Serena Coppetti
Il monumento a Pertini? Un pisciatoio. L’opera di Miró in via Senato? Uno sgorbio. È proprio il caso di dirlo: basta tirare un filo - in questo caso quello dell’Ago di Oldenburg di piazza Cadorna - e la maglia delle brutture cittadine si sfila in un batter d’occhio. Vittorio Sgarbi divide in due categorie gli orrori milanesi: quelli da buttare e quelli da spostare. Per rientrare nella seconda bisogna che il nome dell’artista sia della levatura di Oldenburg o di Miró. Davanti a loro insomma, tanto di cappello ma via l’opera. «Entrambe andrebbero sistemate in un parco, magari in periferia», dice il critico.
Con l’Ago e il filo ci metterebbe l’opera di Miró che se ne sta di fronte a un edificio del ’700 nell’elegante via Senato dall’amministrazione Pillitteri a oggi. «Perchè deve stare lì?» si chiede giudicandola prima uno «sgorbio» poi un «orrore» e comunque la prima cosa da eliminare in città. A seguire a stretto giro di posta il monumento a Pertini di Aldo Rossi in via Manzoni. «Non capisco come si faccia a dedicare a Pertini un pisciatoio. Se dedichi un monumento a qualcuno bisogna anche fare in modo che si capisca a chi è dedicato», tuona Sgarbi. Il «pisciatoio» anche definito «cubetto», «baracchetta» o «crimine» rientra nella prima categoria: «Va abbattuto». Senza rimpianti. Altra roba da buttare Sgarbi la trova a poca distanza, nei giardini di via Palestro. E non è il monumento a Montanelli. «Non riesco a capire chi lo critica.
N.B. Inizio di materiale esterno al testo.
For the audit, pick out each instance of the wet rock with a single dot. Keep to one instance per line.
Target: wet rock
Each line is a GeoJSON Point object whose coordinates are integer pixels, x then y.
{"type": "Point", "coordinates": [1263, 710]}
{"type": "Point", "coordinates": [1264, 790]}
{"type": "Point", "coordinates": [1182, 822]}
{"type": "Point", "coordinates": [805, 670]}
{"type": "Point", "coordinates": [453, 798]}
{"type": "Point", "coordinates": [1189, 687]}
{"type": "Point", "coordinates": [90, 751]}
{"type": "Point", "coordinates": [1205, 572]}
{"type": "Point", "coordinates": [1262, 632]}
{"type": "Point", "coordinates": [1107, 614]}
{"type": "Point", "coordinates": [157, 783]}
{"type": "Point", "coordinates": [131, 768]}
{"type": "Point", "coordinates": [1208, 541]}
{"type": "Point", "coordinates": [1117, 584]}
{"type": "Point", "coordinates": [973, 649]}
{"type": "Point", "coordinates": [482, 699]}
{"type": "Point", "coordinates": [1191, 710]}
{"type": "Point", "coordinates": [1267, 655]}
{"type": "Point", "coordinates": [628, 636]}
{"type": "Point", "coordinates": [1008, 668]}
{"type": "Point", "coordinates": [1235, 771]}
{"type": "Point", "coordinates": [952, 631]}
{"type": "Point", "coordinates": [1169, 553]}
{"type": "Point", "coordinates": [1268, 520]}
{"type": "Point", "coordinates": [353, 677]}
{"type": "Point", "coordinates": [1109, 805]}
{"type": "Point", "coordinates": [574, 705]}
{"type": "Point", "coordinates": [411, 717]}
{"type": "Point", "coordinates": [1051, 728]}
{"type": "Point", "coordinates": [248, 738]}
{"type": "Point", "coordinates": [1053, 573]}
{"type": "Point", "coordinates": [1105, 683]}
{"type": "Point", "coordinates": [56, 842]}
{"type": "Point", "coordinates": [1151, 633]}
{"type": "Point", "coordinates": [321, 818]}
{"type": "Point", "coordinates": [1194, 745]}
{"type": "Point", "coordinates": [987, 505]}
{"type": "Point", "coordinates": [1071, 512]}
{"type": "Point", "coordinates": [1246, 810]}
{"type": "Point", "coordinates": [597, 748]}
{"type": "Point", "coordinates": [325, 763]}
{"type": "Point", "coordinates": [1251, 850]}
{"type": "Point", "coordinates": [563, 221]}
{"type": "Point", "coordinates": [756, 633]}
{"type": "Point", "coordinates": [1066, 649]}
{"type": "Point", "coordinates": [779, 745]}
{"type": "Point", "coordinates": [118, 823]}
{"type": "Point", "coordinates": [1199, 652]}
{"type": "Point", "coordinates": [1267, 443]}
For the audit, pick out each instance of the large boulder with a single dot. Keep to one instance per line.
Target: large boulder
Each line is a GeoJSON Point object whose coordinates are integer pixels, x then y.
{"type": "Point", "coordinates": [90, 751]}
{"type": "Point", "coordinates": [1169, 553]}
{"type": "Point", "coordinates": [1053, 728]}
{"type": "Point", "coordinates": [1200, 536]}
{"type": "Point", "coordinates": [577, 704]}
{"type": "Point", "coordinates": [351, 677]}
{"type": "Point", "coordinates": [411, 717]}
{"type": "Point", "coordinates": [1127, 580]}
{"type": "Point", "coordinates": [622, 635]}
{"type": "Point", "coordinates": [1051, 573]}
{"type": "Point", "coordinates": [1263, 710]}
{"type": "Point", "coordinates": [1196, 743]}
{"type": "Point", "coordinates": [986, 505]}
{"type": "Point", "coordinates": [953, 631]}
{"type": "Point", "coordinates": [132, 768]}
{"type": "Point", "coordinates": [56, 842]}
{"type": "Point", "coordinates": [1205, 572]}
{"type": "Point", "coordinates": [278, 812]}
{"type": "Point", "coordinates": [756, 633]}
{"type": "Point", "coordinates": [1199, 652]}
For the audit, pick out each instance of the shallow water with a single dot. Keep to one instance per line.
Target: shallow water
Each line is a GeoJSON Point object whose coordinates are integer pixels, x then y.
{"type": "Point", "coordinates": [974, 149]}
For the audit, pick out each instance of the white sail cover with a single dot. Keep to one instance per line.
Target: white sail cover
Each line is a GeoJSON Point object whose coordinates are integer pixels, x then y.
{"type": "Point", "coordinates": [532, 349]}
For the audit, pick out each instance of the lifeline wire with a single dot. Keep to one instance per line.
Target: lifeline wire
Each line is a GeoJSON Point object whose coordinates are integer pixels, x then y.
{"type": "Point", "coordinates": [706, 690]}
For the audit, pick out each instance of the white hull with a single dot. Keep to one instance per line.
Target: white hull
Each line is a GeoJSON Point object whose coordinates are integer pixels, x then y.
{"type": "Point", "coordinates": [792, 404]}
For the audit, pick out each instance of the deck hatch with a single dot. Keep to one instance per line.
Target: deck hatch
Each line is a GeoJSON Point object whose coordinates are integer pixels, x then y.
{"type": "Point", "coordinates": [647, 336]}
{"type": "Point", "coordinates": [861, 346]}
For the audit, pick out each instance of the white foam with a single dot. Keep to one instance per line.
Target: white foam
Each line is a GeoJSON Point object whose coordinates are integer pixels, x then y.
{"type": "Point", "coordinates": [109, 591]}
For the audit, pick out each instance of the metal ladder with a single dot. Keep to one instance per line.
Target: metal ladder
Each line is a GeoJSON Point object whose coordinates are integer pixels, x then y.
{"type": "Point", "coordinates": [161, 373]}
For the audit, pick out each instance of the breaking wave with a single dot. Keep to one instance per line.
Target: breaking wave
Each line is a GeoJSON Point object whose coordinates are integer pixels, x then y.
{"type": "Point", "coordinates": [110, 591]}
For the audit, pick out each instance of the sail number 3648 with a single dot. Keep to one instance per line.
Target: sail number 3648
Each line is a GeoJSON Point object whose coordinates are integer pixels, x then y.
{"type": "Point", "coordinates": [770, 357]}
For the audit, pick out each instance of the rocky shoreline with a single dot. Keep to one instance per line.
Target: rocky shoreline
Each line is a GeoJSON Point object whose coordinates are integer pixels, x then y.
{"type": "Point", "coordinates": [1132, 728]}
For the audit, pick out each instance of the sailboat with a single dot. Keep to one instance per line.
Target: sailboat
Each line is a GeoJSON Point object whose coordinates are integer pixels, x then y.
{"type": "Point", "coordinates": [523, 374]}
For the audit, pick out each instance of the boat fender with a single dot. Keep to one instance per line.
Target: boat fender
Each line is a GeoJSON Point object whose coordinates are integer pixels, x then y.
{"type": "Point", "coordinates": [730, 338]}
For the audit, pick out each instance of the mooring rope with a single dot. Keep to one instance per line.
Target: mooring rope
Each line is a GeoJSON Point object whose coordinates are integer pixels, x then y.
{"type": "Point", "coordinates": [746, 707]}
È un errore, certo. Va cambiata la testa perché non è riconoscibile e va ripatinato il corpo. Ma che ci fanno quelle quattro pecore con una specie di cavaliere proprio lì, a 30 metri, di un tale Rosenthal. Nessuno se n’è mai accorto. Inverecondo». Dunque, buttare.
Via anche «il pennacchio ai carabinieri» di piazza Diaz («è una beffa»), prosegue Sgarbi, «la pigna di San Babila che non si capisce che ci sta fare. Forse l’ha fatta pure un mio amico, Cacciadominioni... speriamo di no». Ma è un crescendo. E allora «nulla supera l’orrore di Vittorio Viganò all’Arco della Pace. Intanto l’Arco si chiama così perché ci si può passare sotto. Non ha senso il recinto che lo isola. Bisogna togliere i muretti, riaprire l’arco e eliminare l’illuminazione, quelle 4 palle fatte a satellite».
L’illuminazione meriterebbe poi un capitolo a parte di cui apriamo solo la pagina «Castello» («va rifatta in modo decoroso, che non faccia l’effetto luna park come è ora») e le colonne di San Lorenzo «è diventata fetida con quella foresta di luci». Più chiaro di così. Sgarbi grida anche al rispetto per il palazzo della Ragione di piazza Mercanti inorridito per «i giochetti degli architetti su un edificio romanico» e chiede attenta vigilanza per l’Arengario di piazza Duomo: «Non vorrei che un mirabile esempio d’architettura fascista su cui sta lavorando Italo Rota possa risentire della Pop art». Buttando uno sguardo al futuro va dritto ai grattacieli che dovrebbero innalzarsi alla vecchia Fiera. «Padoa-Schioppa ha detto che bisogna limitare le spese. Indurrei a non dare soldi per fare questi scempi - chiosa -. In una città padana, orizzontale, perché bisogna fare brutti grattacieli che cercano di scimmiottare New York?».